Life in the Adirondacks was not easy back then, especially for Black people. Many eventually moved out of the area, but some stayed and raised their families in the Adirondacks. There are descendants of that Timbuctoo settlement still in the region today.
Another aspect of Stager’s research has focused on place names. He explained to the APA about learning of an offensive name of a brook just north of Saranac Lake.
“Years ago, I was in Onchiota and I was talking to a friend, who said, ‘Oh that little brook right there? That’s called N-word Brook.’” I thought, wow that’s not only offensive but mysterious. How could that happen in a place like this?"

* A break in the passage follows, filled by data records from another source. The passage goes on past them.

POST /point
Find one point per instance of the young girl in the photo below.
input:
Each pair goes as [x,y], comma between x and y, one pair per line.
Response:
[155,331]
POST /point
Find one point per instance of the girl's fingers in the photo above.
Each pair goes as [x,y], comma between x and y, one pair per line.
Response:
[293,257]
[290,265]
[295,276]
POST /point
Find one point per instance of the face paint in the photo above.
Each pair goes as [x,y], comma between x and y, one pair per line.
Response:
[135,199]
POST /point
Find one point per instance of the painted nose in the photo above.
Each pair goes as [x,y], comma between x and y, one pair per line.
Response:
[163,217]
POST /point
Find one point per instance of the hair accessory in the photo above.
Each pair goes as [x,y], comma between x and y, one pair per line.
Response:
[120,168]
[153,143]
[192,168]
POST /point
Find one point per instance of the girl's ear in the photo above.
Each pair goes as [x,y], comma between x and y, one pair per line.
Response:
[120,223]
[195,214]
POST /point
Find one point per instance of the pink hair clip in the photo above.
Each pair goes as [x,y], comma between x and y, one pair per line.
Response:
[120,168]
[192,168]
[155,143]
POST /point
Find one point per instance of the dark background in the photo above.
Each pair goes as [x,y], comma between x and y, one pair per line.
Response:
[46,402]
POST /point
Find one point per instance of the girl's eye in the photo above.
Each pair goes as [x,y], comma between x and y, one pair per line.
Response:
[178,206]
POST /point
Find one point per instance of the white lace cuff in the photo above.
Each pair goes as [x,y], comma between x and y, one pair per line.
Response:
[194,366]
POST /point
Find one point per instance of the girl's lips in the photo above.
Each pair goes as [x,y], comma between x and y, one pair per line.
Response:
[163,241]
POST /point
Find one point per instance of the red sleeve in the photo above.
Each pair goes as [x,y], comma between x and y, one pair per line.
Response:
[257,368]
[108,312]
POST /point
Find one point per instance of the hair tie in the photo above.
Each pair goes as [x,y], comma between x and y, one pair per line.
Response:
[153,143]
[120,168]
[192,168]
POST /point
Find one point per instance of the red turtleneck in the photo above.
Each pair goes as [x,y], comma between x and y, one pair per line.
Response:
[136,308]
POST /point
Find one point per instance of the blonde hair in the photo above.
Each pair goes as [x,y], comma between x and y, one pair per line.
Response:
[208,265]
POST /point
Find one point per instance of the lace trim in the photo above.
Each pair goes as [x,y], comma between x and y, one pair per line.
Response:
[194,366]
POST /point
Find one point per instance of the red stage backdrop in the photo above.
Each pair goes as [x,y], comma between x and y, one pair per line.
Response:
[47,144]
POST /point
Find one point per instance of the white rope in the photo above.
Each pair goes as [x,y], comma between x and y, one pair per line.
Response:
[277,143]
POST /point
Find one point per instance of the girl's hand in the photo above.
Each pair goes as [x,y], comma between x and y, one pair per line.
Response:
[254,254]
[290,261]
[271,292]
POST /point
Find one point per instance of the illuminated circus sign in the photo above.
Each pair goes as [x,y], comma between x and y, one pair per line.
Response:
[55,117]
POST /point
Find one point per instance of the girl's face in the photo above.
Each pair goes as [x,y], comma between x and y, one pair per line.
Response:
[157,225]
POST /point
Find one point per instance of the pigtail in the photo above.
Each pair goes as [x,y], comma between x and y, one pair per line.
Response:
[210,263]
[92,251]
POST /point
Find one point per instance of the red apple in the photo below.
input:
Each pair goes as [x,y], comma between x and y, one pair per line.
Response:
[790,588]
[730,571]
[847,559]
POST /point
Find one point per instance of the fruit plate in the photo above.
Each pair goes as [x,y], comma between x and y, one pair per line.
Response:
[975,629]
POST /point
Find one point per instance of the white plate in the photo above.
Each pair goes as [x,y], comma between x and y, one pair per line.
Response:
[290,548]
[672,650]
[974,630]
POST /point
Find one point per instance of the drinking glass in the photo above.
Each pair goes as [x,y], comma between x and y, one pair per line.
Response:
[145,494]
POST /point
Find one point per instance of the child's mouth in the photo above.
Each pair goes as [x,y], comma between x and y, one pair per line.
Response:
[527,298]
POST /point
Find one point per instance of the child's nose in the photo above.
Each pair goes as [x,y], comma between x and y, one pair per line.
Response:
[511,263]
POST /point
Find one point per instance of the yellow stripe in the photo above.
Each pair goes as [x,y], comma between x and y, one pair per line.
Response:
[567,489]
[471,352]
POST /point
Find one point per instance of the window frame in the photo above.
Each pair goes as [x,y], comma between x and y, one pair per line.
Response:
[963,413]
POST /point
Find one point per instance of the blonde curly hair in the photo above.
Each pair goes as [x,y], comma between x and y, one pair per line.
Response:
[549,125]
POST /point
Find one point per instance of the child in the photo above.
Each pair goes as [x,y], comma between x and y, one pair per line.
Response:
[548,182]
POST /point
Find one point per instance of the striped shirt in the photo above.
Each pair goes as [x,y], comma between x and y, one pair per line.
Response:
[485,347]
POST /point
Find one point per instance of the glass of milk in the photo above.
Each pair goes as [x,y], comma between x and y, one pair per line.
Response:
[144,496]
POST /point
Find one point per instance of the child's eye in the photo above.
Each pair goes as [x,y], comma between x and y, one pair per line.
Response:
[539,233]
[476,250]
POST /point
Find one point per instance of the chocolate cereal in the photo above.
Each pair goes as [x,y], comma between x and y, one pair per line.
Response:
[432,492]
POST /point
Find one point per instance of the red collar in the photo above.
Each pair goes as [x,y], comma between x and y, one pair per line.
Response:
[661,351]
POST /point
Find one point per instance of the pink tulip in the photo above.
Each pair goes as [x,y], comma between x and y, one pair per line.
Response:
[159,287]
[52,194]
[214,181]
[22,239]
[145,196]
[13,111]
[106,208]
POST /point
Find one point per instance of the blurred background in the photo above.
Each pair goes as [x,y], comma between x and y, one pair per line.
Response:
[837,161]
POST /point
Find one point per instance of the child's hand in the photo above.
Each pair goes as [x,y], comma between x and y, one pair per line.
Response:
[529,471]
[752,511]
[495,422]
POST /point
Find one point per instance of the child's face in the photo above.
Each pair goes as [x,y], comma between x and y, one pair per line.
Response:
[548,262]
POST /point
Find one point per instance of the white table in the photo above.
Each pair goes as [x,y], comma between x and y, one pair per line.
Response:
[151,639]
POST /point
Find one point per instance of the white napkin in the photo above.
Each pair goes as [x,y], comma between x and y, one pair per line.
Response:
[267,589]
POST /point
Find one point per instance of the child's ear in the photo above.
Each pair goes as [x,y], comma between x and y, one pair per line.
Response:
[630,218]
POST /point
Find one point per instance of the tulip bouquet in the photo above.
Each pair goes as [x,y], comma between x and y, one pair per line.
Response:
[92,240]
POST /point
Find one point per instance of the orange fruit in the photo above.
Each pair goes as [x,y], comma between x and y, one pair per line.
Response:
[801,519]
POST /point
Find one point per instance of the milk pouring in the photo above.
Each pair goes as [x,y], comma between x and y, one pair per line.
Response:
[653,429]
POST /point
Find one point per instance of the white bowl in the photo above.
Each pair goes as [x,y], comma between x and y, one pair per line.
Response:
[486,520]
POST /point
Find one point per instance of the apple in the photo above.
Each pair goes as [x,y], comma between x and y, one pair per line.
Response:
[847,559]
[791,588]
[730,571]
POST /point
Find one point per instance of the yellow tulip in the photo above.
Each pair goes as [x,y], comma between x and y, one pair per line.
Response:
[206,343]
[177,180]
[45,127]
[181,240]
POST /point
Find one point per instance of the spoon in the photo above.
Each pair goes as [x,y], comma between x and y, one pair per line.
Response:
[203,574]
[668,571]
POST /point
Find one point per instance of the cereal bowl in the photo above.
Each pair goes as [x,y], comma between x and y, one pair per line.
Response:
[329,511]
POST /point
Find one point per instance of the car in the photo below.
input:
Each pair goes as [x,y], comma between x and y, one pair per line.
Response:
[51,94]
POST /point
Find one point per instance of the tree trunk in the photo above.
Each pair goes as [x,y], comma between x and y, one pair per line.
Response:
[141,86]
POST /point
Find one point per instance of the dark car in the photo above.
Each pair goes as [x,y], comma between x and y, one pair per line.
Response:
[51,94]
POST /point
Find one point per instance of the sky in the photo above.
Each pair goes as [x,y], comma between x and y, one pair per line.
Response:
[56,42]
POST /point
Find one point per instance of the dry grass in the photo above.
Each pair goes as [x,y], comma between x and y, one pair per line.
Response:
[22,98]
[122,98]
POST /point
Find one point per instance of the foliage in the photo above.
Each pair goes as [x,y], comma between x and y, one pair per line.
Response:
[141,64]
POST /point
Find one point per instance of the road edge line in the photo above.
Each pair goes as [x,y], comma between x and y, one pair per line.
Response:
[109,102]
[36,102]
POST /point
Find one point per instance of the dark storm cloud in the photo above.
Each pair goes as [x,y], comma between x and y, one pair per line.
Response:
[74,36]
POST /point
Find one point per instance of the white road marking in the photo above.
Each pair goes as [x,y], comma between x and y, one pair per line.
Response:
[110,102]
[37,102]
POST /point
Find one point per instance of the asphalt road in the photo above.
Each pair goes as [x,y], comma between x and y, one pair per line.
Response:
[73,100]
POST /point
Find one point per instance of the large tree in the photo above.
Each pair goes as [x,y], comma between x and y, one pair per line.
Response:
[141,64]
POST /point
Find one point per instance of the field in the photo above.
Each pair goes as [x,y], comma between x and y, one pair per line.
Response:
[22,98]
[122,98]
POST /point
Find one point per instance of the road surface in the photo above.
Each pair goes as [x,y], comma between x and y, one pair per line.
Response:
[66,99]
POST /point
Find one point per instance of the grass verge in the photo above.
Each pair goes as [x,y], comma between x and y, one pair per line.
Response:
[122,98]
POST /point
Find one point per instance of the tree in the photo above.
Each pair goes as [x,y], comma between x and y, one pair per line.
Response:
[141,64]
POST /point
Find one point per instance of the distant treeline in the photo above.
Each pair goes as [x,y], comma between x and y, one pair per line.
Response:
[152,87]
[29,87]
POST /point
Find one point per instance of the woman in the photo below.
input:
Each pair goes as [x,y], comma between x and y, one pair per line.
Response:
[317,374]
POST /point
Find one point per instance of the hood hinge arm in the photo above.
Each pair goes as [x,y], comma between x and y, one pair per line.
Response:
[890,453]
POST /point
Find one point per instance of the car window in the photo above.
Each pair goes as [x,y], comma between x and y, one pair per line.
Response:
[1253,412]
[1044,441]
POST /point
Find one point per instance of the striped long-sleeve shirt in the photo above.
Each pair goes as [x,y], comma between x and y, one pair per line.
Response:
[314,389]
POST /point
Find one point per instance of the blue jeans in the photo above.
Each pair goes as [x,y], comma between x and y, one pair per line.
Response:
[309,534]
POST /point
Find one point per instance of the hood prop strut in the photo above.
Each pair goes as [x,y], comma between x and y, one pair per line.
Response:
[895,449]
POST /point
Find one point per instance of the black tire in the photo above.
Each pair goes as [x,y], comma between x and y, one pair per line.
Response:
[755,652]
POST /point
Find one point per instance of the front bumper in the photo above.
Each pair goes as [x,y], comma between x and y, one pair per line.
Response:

Stager believes the brook was named for the skin color of a dozen or so Black families that lived in the area. So he and some other folks worked to change that name, gaining support from students, faculty and staff at Paul Smith’s College as well as the Vermontville town council and officials from Essex County.
They wrote to the U.S. Board on Geographic Names and were successfully granted permission to change the name to John Thomas Brook. Thomas was one of the first Black settlers of Timbuctoo. He later sold his original plot of land, but moved back to the Vermontville area with his family.
Thomas bought 150 acres of land, where he grew vegetables and raised cows and sheep. “John Thomas spent the rest of his days in Vermontville and he's buried in Union Cemetery... He’s right in there and so is his wife.”
The work to educate the public and celebrate the legacy of Black settlers and abolitionists in the Adirondacks is ongoing. Martha Swan also spoke at the recent APA meeting. Swan is the founder and executive director of John Brown Lives!, a project named after the legendary white abolitionist who owned a farm near Lake Placid.
“Though this work that others have done and that we’ve done together, I have begun to believe in the unifying potential of our history, the unifying potential of rolling up our sleeves, digging deep into the horrors, the terrors, the tragedies, the violence, the crime, of so much of our history," said Swan.
She helped organized a Juneteenth celebration on Sunday at the John Brown Farm. Then in August, the farm will host a Long Table dinner and discussion with leading scholars, such as Nell Painter. The event is an effort to bring together diverse people and perspectives over food to talk about the history and future of the Adirondack Park.